C. Adie, M. J. Ball, Rev C. M. Broun, C. O. Butcher, D. A. H. Byatt, Mrs M. P. Craine, R. Dean, C. M. Draper, P. S. Elliott, F. D. Gardiner, J. A. Gill, B. Greer, D. V. Harry, A. Hodgson, P. Holtby, E. M. Hornby, C. L. Jones, R. E. Kimmons, A. Lawrie, L. May, D. P. M. Michael, T. N. Nesbitt, F. R. Palmer, Mrs A. G. Phillips, Miss I. M. Raab, C. P. Rea, A. Rivlin, L. G. D. Sanders, T. E. Sanders, Mrs B. Simmonds, M. C. Souster, Brig R. F. E. Stoney, J. G. Stubbs, R. C. Teuton, L. E. Thomas, J. R. Tozer, J. Treleaven, M. A. Vernon, A. J. Wardrop, Dr E. Young.

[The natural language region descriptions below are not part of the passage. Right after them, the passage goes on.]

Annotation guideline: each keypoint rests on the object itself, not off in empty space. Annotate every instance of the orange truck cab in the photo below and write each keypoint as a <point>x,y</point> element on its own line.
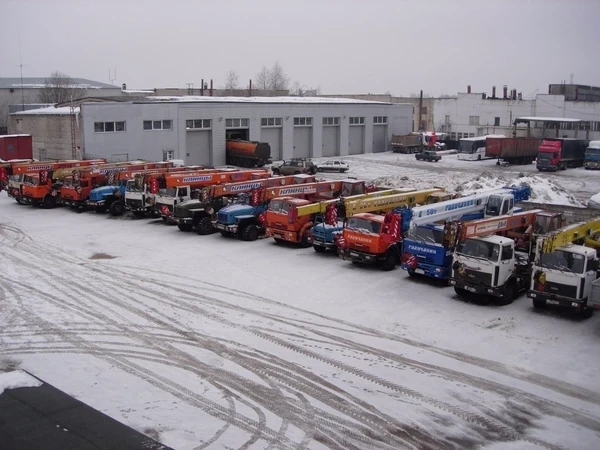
<point>372,238</point>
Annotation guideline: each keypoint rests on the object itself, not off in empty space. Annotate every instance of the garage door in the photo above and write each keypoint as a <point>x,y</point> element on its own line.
<point>356,139</point>
<point>379,138</point>
<point>302,142</point>
<point>331,141</point>
<point>273,137</point>
<point>197,147</point>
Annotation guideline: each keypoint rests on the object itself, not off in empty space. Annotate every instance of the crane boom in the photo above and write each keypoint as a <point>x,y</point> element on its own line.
<point>490,225</point>
<point>569,234</point>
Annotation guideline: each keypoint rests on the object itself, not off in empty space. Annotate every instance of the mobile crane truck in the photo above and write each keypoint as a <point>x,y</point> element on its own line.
<point>491,264</point>
<point>203,214</point>
<point>330,215</point>
<point>425,249</point>
<point>285,228</point>
<point>564,267</point>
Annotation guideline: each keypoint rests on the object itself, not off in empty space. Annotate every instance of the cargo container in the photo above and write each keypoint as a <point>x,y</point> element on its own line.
<point>247,153</point>
<point>592,156</point>
<point>558,154</point>
<point>512,150</point>
<point>16,146</point>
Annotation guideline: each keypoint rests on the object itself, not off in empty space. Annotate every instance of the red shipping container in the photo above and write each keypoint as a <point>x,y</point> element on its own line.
<point>16,146</point>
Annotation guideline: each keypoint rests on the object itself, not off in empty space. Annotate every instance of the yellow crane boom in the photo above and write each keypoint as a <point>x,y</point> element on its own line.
<point>570,234</point>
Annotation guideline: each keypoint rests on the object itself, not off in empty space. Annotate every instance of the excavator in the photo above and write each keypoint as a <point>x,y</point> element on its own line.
<point>175,188</point>
<point>232,208</point>
<point>328,215</point>
<point>564,266</point>
<point>287,228</point>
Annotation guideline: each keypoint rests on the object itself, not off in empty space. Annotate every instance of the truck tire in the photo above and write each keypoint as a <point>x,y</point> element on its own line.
<point>49,202</point>
<point>249,233</point>
<point>117,209</point>
<point>205,226</point>
<point>389,263</point>
<point>185,226</point>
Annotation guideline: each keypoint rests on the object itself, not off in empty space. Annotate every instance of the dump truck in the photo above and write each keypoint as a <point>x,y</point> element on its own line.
<point>565,265</point>
<point>522,150</point>
<point>426,249</point>
<point>410,143</point>
<point>247,153</point>
<point>179,188</point>
<point>558,154</point>
<point>296,230</point>
<point>329,215</point>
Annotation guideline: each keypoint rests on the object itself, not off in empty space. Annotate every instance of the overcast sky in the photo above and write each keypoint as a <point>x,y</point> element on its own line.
<point>339,46</point>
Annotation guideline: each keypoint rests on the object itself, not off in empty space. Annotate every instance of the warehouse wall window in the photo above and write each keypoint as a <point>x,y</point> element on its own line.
<point>108,127</point>
<point>198,124</point>
<point>329,121</point>
<point>158,125</point>
<point>302,121</point>
<point>237,123</point>
<point>473,120</point>
<point>271,122</point>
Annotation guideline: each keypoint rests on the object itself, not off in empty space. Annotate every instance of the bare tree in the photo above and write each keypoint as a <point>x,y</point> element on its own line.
<point>231,81</point>
<point>59,88</point>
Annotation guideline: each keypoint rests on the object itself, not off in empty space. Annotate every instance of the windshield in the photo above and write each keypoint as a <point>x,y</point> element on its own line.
<point>479,249</point>
<point>169,192</point>
<point>564,261</point>
<point>466,147</point>
<point>360,224</point>
<point>279,206</point>
<point>426,234</point>
<point>28,179</point>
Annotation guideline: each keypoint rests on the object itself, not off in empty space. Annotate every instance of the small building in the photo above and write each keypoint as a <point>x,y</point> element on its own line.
<point>195,128</point>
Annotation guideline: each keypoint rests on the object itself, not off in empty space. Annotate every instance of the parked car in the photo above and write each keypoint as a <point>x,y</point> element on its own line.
<point>295,166</point>
<point>333,165</point>
<point>428,155</point>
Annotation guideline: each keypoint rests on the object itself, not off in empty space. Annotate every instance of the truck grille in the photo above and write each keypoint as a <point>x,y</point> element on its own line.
<point>560,289</point>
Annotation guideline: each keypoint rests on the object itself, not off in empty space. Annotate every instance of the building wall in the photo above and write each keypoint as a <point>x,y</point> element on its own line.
<point>471,115</point>
<point>51,134</point>
<point>149,145</point>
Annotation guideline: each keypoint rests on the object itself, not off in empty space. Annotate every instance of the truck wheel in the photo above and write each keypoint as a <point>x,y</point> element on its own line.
<point>185,226</point>
<point>205,226</point>
<point>249,233</point>
<point>539,303</point>
<point>389,263</point>
<point>49,202</point>
<point>117,209</point>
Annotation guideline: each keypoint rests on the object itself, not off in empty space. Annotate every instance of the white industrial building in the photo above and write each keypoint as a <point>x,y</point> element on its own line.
<point>478,114</point>
<point>194,128</point>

It was cruel luck, not malicious perversity, that led me to include TUTELAR in a misprints puzzle of all things. To those who are still mystified and suspect me of foul play I must explain that the first impression of the 1972 Edition of Chambers defines TUTELAR as ‘projecting’ instead of ‘protecting’, a misprint which was soon spotted and corrected in subsequent revised impressions. I should have spotted it too, of course. The word is not an obscure one and its correct meaning should have been obvious. My failure to notice the error I can only apologise for. It underlines the danger of regarding Chambers, or any other dictionary come to that, as holy writ. Luckily most solvers either saw at once what I had done or (probably because their edition of C was the same as mine) were blissfully ignorant of the howler. However if I occasionally make a mistake in a puzzle I very seldom make two. Quite a number of you failed to solve the misprinted clue to RESORT correctly (‘Apple turning reddish right round’), saw it as a straight clue to RENNET and then accused me of getting the balance of mis-printed and non-misprinted clues wrong in the downs. I admit that RENNET will almost do as a solution to the clue read as non-misprinted, though tenné is surely more brownish than reddish, but I had no choice but to disqualify the culprits. And to forestall any protest, I do accept rt. as an equivalent abbreviation for ‘right’ even though it isn’t in C tout simple. Most other dictionaries (e.g. the Concise Oxford Dictionary) give it.
Partly, I expect, because of these unintended complications but partly also because misprints puzzles are always on the tough side, there were just 245 entries, roughly 40 of them incorrect (mostly over RESORT/RENNET or even in a few inexplicable cases RUSSET). Clues however were well up to scratch as I think the list above testifies. A few competitors introduced capitals into their misprinted words in addition to changing a letter (e.g. France for fiancé, Spain for swain). I didn’t disqualify anyone for this but tended to favour those who worded clues in such a way that the word in question came at the beginning where it would have a capital in any case. In which context it’s worth sounding again my regular note of warning to those who submit clues entirely in capital letters. It certainly makes for greater legibility (messy scribblers, please note!) but occasionally disguises a proper name which has to be read with a lower-case initial to give sense to the clue, and whereas I accept the reverse process (capital for lower-case initial) as passable 1 do not accept the gratuitous demotion of proper names for the sake of the rest of the clue.
Yes, it was a difficult puzzle and yes, I think misprints puzzles should contain fewer unches than average. But this one did – 48 to be exact. Ximenes always reckoned there would be any number between 40 and 70 in a standard 36-word grid.